A friend called to complain that he was being badgered to buy retirement planning products. He will soon turn 40. Why does the financial advisory business frighten me into buying insurance, he asked. How should 40-year olds look at their financial position? What should concern or comfort them?
After the job-hopping spree of the early years of working, the 40s is the time to take stock. To ask whether one has developed a set of skills, knowledge and attitude to secure a stable and rising income. The 50s is typically the peak earning phase. One reaches the height in one’s profession at that time, while a few over-achievers would do so in their 40s.
If you are still complaining about your work, or resigned to doing what you dislike, or blame the world and everyone for preventing you from achieving your potential, you may be stuck in a less than optimal situation. Not all of us end up with jobs we love. But at some point, we have to evaluate what the job is delivering for us. The 40s is a reasonable point for that purpose.
The primary financial goal for most is adequacy of income. We should get to a point in our lives where we are happy and content with what we earn. If we think there is a problem, we should have done enough to fix it, or have a concrete plan to make it better.
We had a colleague who was an obsessive learner. He would enrol in courses and programs, online and offline, and acquire one degree and certification after another. The problem though was that none of it mattered in his career progression as they were all far from useful or relevant. They did nothing to his income. Avoid such pitfalls.
We may not be sure if we are earning enough, or about our potential if we bring too many factors into play. Especially the one about how much the neighbour is making. Converse with a friend or a mentor; speak with head hunters; scope out that business plan you imagined for the decision about setting up on your own; find out how your remaining earning years should pan out. By the time you are 40, you must have a clear strategic plan for your future income.
Adequacy of income is easily tested by the assets you have accumulated. If you are 40 and the only assets you have are the home you live in and the PF and tax saving investments you have done, you may not be doing enough. The insurance agent’s persistence needs explanation here.
How much insurance you need is a math that is designed to scare you. If you took the entire stream of future income and discounted it, you will get a large number. However, the assets you already have is reduced from that number. Why?
Insurance is your fall-back option. Should anything happen to you, your family should be able to earn an equivalent income by investing the insurance proceeds. They can do it if you have built assets too. Insurance is an arrangement to fill the gap, while you earn and build assets. As you accumulate wealth, your insurance needs drop.

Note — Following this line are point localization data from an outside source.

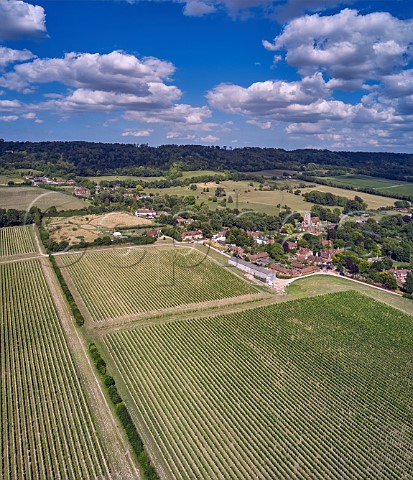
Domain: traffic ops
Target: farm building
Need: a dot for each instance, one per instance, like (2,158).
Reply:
(152,233)
(81,191)
(261,273)
(258,256)
(194,235)
(145,213)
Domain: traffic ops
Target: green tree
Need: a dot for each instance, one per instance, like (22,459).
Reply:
(408,286)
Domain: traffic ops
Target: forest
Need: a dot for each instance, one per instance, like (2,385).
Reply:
(69,159)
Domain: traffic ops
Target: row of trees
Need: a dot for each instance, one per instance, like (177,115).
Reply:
(91,159)
(327,198)
(123,414)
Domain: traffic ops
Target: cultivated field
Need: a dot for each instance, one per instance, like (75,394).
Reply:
(46,429)
(316,388)
(89,227)
(382,185)
(17,241)
(373,201)
(22,198)
(247,197)
(126,282)
(4,179)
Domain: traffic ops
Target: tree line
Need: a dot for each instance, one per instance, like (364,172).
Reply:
(91,159)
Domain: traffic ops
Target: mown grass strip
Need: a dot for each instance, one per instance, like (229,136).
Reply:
(123,415)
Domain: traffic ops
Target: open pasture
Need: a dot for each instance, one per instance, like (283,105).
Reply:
(249,197)
(316,388)
(382,185)
(89,227)
(17,241)
(46,429)
(22,198)
(129,281)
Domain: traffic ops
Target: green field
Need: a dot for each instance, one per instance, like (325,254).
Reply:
(316,388)
(4,179)
(382,185)
(247,197)
(46,428)
(126,282)
(186,174)
(22,198)
(17,241)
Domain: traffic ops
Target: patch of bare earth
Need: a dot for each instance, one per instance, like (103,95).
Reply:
(89,227)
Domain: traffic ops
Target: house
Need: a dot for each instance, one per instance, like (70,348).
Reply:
(194,235)
(81,191)
(316,260)
(327,254)
(258,256)
(326,243)
(400,274)
(303,254)
(237,250)
(145,213)
(263,274)
(220,237)
(309,269)
(375,259)
(152,233)
(183,221)
(290,245)
(284,271)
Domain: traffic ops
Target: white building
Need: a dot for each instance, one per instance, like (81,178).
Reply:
(261,273)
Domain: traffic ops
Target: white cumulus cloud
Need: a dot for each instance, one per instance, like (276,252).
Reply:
(9,56)
(348,46)
(140,133)
(21,19)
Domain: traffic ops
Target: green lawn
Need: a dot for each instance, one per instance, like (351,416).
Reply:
(22,198)
(317,388)
(382,185)
(321,284)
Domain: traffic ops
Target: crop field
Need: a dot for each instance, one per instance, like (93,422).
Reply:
(4,179)
(315,388)
(125,282)
(17,241)
(46,429)
(382,185)
(247,197)
(22,198)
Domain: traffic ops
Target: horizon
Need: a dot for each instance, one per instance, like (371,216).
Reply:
(286,74)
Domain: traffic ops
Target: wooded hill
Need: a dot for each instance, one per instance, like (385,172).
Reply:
(87,158)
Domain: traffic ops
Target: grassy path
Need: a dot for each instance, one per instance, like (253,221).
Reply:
(120,456)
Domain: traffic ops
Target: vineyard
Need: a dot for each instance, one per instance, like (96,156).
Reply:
(122,282)
(16,241)
(316,388)
(46,429)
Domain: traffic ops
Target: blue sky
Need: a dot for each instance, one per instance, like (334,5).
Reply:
(283,73)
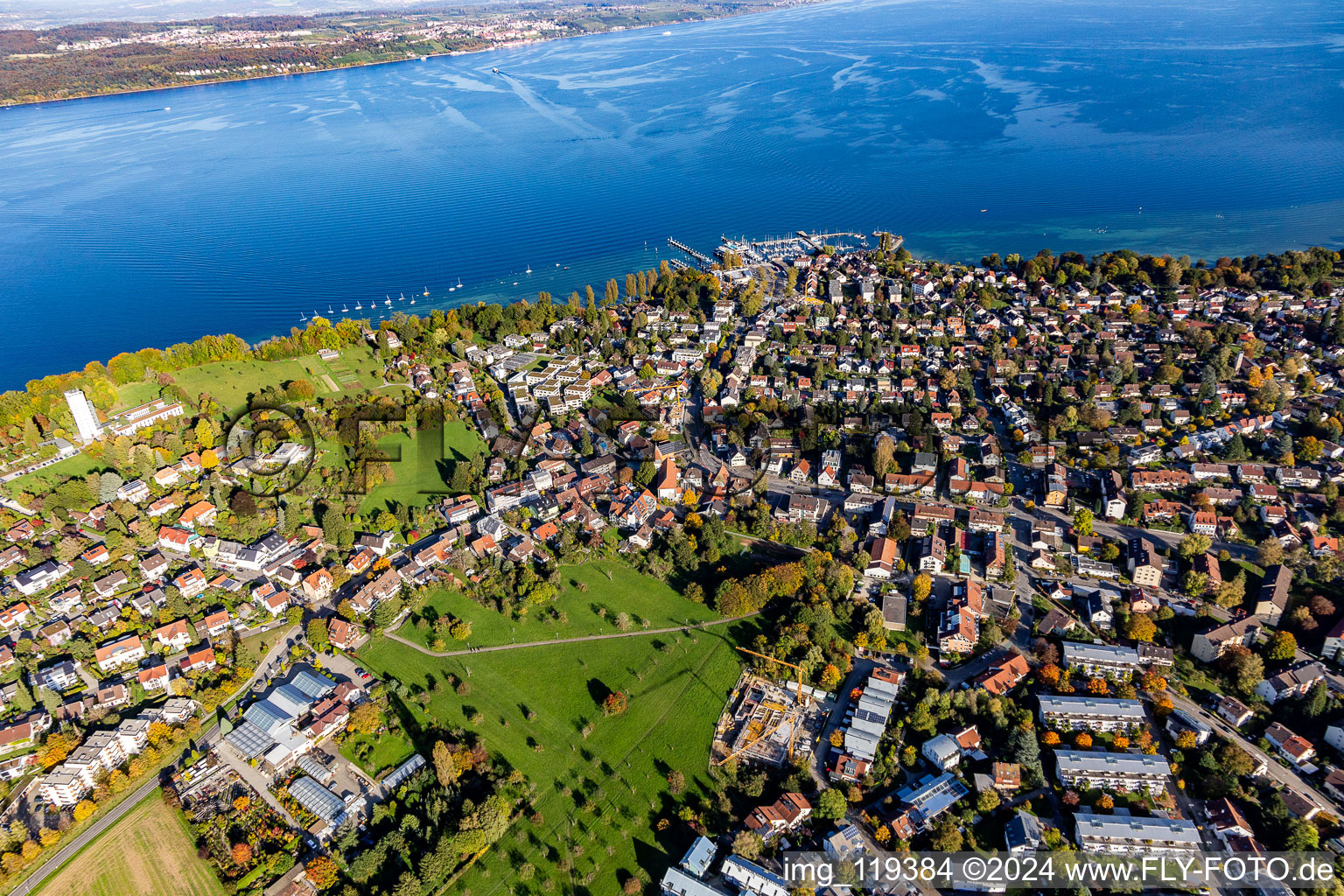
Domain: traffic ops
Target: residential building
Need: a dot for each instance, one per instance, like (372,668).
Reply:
(1088,770)
(1066,712)
(1126,835)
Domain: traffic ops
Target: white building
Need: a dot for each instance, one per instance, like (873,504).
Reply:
(87,421)
(1090,713)
(1088,770)
(1121,835)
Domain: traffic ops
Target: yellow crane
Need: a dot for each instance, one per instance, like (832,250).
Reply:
(765,734)
(802,700)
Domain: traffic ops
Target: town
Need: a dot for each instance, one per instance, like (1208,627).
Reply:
(789,544)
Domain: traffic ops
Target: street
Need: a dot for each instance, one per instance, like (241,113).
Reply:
(208,738)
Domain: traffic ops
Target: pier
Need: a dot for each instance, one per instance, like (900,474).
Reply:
(699,256)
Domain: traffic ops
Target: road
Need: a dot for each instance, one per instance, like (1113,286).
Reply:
(208,737)
(1278,773)
(546,644)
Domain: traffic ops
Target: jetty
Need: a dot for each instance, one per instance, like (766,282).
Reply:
(699,256)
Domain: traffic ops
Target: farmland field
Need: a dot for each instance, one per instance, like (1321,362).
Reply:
(626,592)
(148,852)
(601,782)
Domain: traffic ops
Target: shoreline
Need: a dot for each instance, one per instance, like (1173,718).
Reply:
(7,105)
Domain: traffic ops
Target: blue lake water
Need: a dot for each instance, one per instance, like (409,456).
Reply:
(970,127)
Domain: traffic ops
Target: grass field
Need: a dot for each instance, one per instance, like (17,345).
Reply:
(424,465)
(598,798)
(233,382)
(379,751)
(77,466)
(148,852)
(626,590)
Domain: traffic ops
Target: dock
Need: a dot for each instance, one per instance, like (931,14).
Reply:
(699,256)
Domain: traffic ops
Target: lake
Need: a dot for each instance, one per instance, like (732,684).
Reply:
(975,127)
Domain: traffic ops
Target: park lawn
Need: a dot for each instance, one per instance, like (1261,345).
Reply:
(598,798)
(626,592)
(150,850)
(424,466)
(77,466)
(376,752)
(231,383)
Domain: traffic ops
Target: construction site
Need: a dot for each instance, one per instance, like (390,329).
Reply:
(766,723)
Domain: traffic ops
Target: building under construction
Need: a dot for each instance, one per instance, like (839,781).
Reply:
(765,723)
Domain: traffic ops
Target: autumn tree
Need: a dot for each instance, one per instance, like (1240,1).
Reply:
(1281,647)
(321,872)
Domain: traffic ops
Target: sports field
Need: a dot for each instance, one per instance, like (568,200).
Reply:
(601,782)
(231,383)
(148,852)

The 40s is the nice mid-point in your earning years. Between the first 20 years of inadequate income, too many loans, and too little saving and the plentiful years of peak income, you must have acquired the good financial habits to building wealth: Earn enough; spend lesser; and save the surplus.

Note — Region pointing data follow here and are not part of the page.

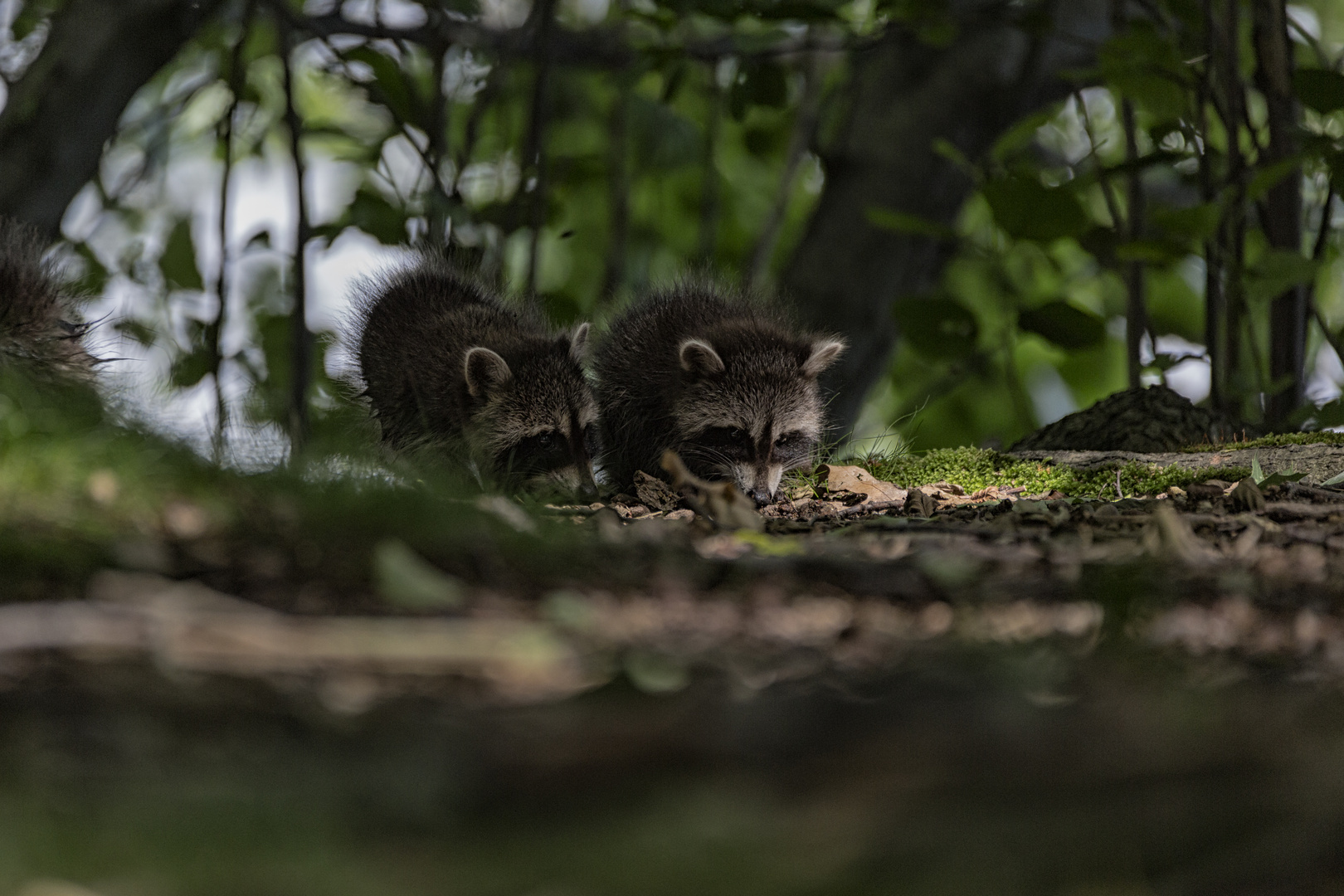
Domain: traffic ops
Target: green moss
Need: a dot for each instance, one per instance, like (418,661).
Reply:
(1272,441)
(975,469)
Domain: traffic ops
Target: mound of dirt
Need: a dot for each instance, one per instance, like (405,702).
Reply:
(1142,419)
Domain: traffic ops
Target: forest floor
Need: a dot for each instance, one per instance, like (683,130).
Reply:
(942,674)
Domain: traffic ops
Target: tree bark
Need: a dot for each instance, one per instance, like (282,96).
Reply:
(905,95)
(1283,207)
(67,104)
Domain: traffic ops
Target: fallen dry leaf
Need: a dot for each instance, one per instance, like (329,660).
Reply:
(858,480)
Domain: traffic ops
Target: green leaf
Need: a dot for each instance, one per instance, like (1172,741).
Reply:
(1273,479)
(1151,251)
(1027,210)
(1335,480)
(32,15)
(1064,325)
(191,368)
(1277,271)
(906,223)
(1196,222)
(1144,65)
(407,579)
(663,140)
(1270,176)
(95,275)
(179,260)
(139,331)
(390,82)
(938,328)
(378,218)
(1319,89)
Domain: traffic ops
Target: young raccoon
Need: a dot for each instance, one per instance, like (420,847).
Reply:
(446,362)
(719,379)
(37,331)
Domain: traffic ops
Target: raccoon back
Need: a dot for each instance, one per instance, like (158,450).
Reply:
(414,329)
(39,329)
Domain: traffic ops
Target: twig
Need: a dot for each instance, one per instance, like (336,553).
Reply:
(533,149)
(300,345)
(869,507)
(1103,176)
(804,128)
(710,186)
(214,332)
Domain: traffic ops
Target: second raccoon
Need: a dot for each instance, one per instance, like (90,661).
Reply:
(724,382)
(446,362)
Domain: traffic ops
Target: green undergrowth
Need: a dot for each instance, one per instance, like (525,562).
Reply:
(1281,440)
(80,492)
(975,469)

When you do this mid-point evaluation, you must have enough in the bank at the end of the month; you should be paying off your credit card dues in full; you must not have EMIs that take up most of your income; you must not have liquidity crunches that lead you towards borrowings; and you must have financial wealth that is sizable.
Which brings us squarely to the adviser who is urging you to plan for retirement. When can you retire? If your wealth can generate enough income that replaces what you are already earning, you are ready to retire. The 40s is the time to ask that question.

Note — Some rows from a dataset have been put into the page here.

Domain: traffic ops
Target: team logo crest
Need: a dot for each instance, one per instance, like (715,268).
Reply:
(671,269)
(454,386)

If the answer is no, you are the ripe candidate for retirement planning lessons. If you did not set aside enough money aggressively in the earning years, you will spend old age in poverty, they would tell you. It need not be so frightening.
If you are in a place where your income is poised to take off, you have to guard against lifestyle creep and the urge to spend it all on an extravagant lifestyle. If you balanced your allocations and began an aggressive saving and investing plan, you will build that blessed nest egg, that will protect you when you stop earning.
There is still one last piece: your asset allocation. If all your wealth is in the house you are living in, and you are habitually upgrading it to reflect your status, you may risk being asset rich and cash poor in retirement. You need financial assets that are easier to use. You need them growing in value while you bring in the income.
But the time you retire, you should have say 30% of your wealth in property, 30% in equity to offer growth and inflation protection, 30% in income assets that generate regular cash for your use, and the balance 10% for anything unexpected. The 40s is the time to set yourself towards building assets to a plan.
There is no perfect time for specific actions in personal finance. It is a journey with wealth, where we make plans but are willing to make mid-course corrections as needed. The 40s in the story is just an indicative point for evaluation. Do what sails your boat, but always ensure that your income, today and tomorrow is stable, secure and adequate.
Insurance agents and financial advisers draw your attention to a specific aspect of your personal finance. They are not privy to your current income or your future potential income, or your plans for how much you will risk to earn it, and for how long. You drive those goals and stay in charge always.